Setelah Nemesis amati lebih dalam, ia mengerjap matanya dan baru menyadari sesuatu bahwa itu adalah orang yang ia kenal. Seketika Nemesis heboh dan kehebohannya tertular ke Skipper, Leza, juga Indigo.

"Langit bukan sih?" Skipper tidak yakin akan apa yang ia lihat.

Nemesis bergerak cepat ke sana, di detik yang sama ketika Syadza beranjak dan menyentuh ritsleting celana Langit untuk dibuka. Pemandangan itu membuat mata Nemesis terbuka sangat lebar dan sontak menambah kecepatan langkahnya.

"Syadza!"

Bukan, itu bukan Nemesis yang memanggil. Melainkan Bastian yang memergoki mereka tiga detik lebih awal dari Nemesis.

Langsunglah Bastian menjauhkan Syadza dari Langit, lanjut memukul Langit yang kondisinya makin parah karena matanya merah dan tingkat kesadarannya sangat tipis.

"Heh! Apa-apaan lo!" Nemesis maju, tidak terima Langit dihajar seperti itu.

Bastian nengok dengan tampang marah. "Ini bajingan ga pernah berenti ganggu pacar gue! Kemaren godain Syadza di kampus, sekarang mau ng*we di sini! Anjing, goblok, ga ada otak!"

Syadza panik. Ia menahan Bastian yang hendak menghajar Langit lagi, dan itu menimbulkan kemarahan Bastian yang makin bertambah.

Nemesis serta yang lain mendekati Langit untuk memastikan cowok itu sadar atau tidak. Ternyata dugaan Nemesis benar bahwa Langit mabuk. Melihat Langit mabuk seperti itu adalah hal yang baru kali ini disaksikan anak-anak Tongkrongan Dewa.

"Telepon Ragas!" Nemesis meminta tolong pada temannya.

Kemudian Nemesis mengamankan Langit dari Bastian dan juga Syadza. Bastian hendak meninju Langit, tapi seketika mukanya ditampol Skipper dan juga perutnya ditendang cowok itu.

"Langit mabok, dia ga sadar digrepe-grepe cewek lo! Goblok!" Skipper ngamuk.

"Bisa banget lo nyebut temen gue ga ada otak, tapi lo sendiri lebih tolol!" Skipper mendorong Bastian, menciptakan gaduh di bar ini.

"Lo juga samanya!" Skipper menunjuk Syadza. "Jadi cewek jangan kegatelan! Langit udah mau nikah, lo ga usah cari perkara!"

"Mulut lo dijaga, Bro!" Bastian membalas Skipper. "Berani ngatain Syadza, lo berurusan sama gue."

"HALAH, CUIH!" Skipper meludah ke arah Bastian. "Ngomong tuh sama ludah gue. Bocah boyot."

Bastian mengepal tangan bersiap melayangkan pukulan ke Skipper. Ia hampir berhasil memukul, tapi gerakan tangannya meleset dari target. Skipper melangkah maju lagi, ia mengangkat dagu tapi matanya mengarah ke bawah karena Bastian lebih pendek darinya.

"Apa? Dipikir gue takut sama lo? Muka lo tuh anjrit tau ga!" Skipper menghempas tubuh Bastian lagi.

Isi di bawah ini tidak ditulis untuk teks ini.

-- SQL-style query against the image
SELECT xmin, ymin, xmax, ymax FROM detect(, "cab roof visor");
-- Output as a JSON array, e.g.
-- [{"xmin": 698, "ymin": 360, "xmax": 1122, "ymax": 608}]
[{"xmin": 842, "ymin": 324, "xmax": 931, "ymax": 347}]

"Sebelom lo nyerang orang lain, cari tau dulu sumber masalahnya! Cewek lo macem lonte begitu masih aja dibela." Skipper menyetus lagi.

"Lo ga tau apa-apa! Langit emang suka sama cewek gue, dia nyari kesempatan pas gue ga ada! Syadza yang bilang sendiri." Bastian marah.

"HAHAHA!" Skipper tertawa keras.

Lalu Skipper beralih menatap sengit Syadza. "Kepedean lu. Sejak kapan selera Langit turun drastis begitu."

"Kalo mau halu, liat-liat dulu objeknya. Malu kan kalo ketauan temennya. Lo dibanding calon istri Langit tuh bagai ujung langit dan dasar laut. Jauh." Skipper melanjutkan. "Sori sori aja ye. Gue ngomong begini supaya lo buka mata lebar-lebar, biar sadar diri."

"Masih ga sadar diri? Berarti lo sama aja kayak Bastian. Sama-sama goblok. Otaknya di selangkangan." Skipper tersenyum miring.

Selama Skipper mengoceh di depan Bastian, Nemesis serta Indigo sudah membopong Langit keluar dari area ini. Langit seperti mayat yang baru saja mati, karena ia sama sekali tak meracau. Berbeda dengan Ragas yang tiap mabuk pasti menyeletuk aneh-aneh.

Ketika Nemesis dan Indigo sibuk mengurus Langit, teman-temannya yang di dalam bar asyik bertengkar dengan Bastian serta Syadza.

"Gue udah telepon Ragas. Katanya dia di sini, tapi gue ga tau di mananya," cetus Jio.

⚪️ ⚪️ ⚪️

Ragas menemui Alaia di dermaga setelah keliling di sekitar pantai hampir setengah jam. Langit tidak bisa dihubungi, bikin Ragas kalang-kabut mencari Alaia. Beruntunglah Ragas ke dermaga yang akhirnya ia berjumpa dengan cewek itu.

"Dede," panggil Ragas.

Alaia yang masih muram itu menoleh dan berusaha untuk tersenyum tapi rasanya sulit, yang ada dia malah hampir menangis lagi.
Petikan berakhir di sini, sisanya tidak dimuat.